Democrazia Cristiana Tedesca
Johannes Schneider
Johannes.Schneider at gmx.net
Wed Jan 19 02:11:11 PST 2000
Michael Pollak wrote:
>
> On Tue, 18 Jan 2000, Doug Henwood wrote:
>
> >
> > It's amazing to me to hear what makes for a political money scandal
> > in Europe. What Kohl did is pretty much out in the open here in the
> > U.S.A.
> In Germany, there are three things making this bigger than the Gore
> scandals. One is that Kohl still, after months, refuses to say where he
> got the money from on the basis that "he made a promise" to the donors not
> to reveal their names, and he's a man of honor. It's impossible to
> imagine an American politician making such a stand. Real old world.
Michael,
sorry to destroy your trust in the old world, but even in Germany no one
accepts this bullshit.
> Secondly, on the basis of that stand, he still wants to run the party --
> he refuses to accept that he's done anything wrong. This is the same sort
> of thing that drove people apeshit about Clinton -- not that he did it,
> but that he refused to admit it was wrong.
IMHO, thats an aspect, but a minor one.
> And the third thing is that
> his party is completely run by an old guard that have been his people for
> 25 years. Not one of them wants to say the Old man is wrong even when
> he's being outrageous. And the entire country suspects -- probably
> rightly -- that every one of them knew about it as well, which makes them
> all guilty with him.
Yesterday the situation has changed in this regard. The CDU Central
Executive asked Kohl either to name names or loose his honorary party
presidency, Kohl immedieatly renounced his party presidency. At the moment
the present CDU leadership around Schäuble and Merkel is trying to blame
Kohl for anything and present themself as the good guys. Though that is a
week line of defence, there is a real conflict between Kohl and his old
guard. In order to save their own skin, they have to press Kohl even more.

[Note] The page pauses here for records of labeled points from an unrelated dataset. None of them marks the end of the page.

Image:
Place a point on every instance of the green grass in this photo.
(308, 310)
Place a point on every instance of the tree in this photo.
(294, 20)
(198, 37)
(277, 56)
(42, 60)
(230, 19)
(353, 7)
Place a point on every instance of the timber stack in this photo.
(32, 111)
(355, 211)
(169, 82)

> You're right that the soul of this dispute is legalistic. I think that's
> the key: it's the fury of legalism scorned. The law itself grew out of an
> earlier funding scandal (the Flick Affair) just like our laws grew out of
> the Watergate scandal. I think in both cases, much of the fury is is
> driven not just by the revealed disdain that lawmakers have for the law,
> but over just how impotent such laws are revealed to be. I think what
> drives nice liberals crazy is that each breach reveals that campaign
> reform -- and hence their fundamental faith in the system, which is
> premised the idea that office holders are not for sale -- is impossible.

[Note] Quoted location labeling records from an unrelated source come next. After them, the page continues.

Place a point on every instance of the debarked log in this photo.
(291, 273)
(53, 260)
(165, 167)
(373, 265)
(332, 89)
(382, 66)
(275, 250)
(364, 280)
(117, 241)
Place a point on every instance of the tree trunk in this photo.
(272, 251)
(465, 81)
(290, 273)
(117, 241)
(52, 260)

> And then they pass another set of regulations and forget about it.
To some extent I agree with you, but even liberals did not trust Kohl so
much, so on the left there is not so much surprise as in conservative
circles. Ironically at the center of the affair is the former minister of
interior Kanther, he tried to launder the CDUs own money in Switzerland.
Up to now he was a sort of German Guiliani, praising law and order, calling
for zero tolerance against crime and thus being the hero of the
national-conservtive right wing inside the CDU. At his time as ministers he
introduced tougher laws on money laundering.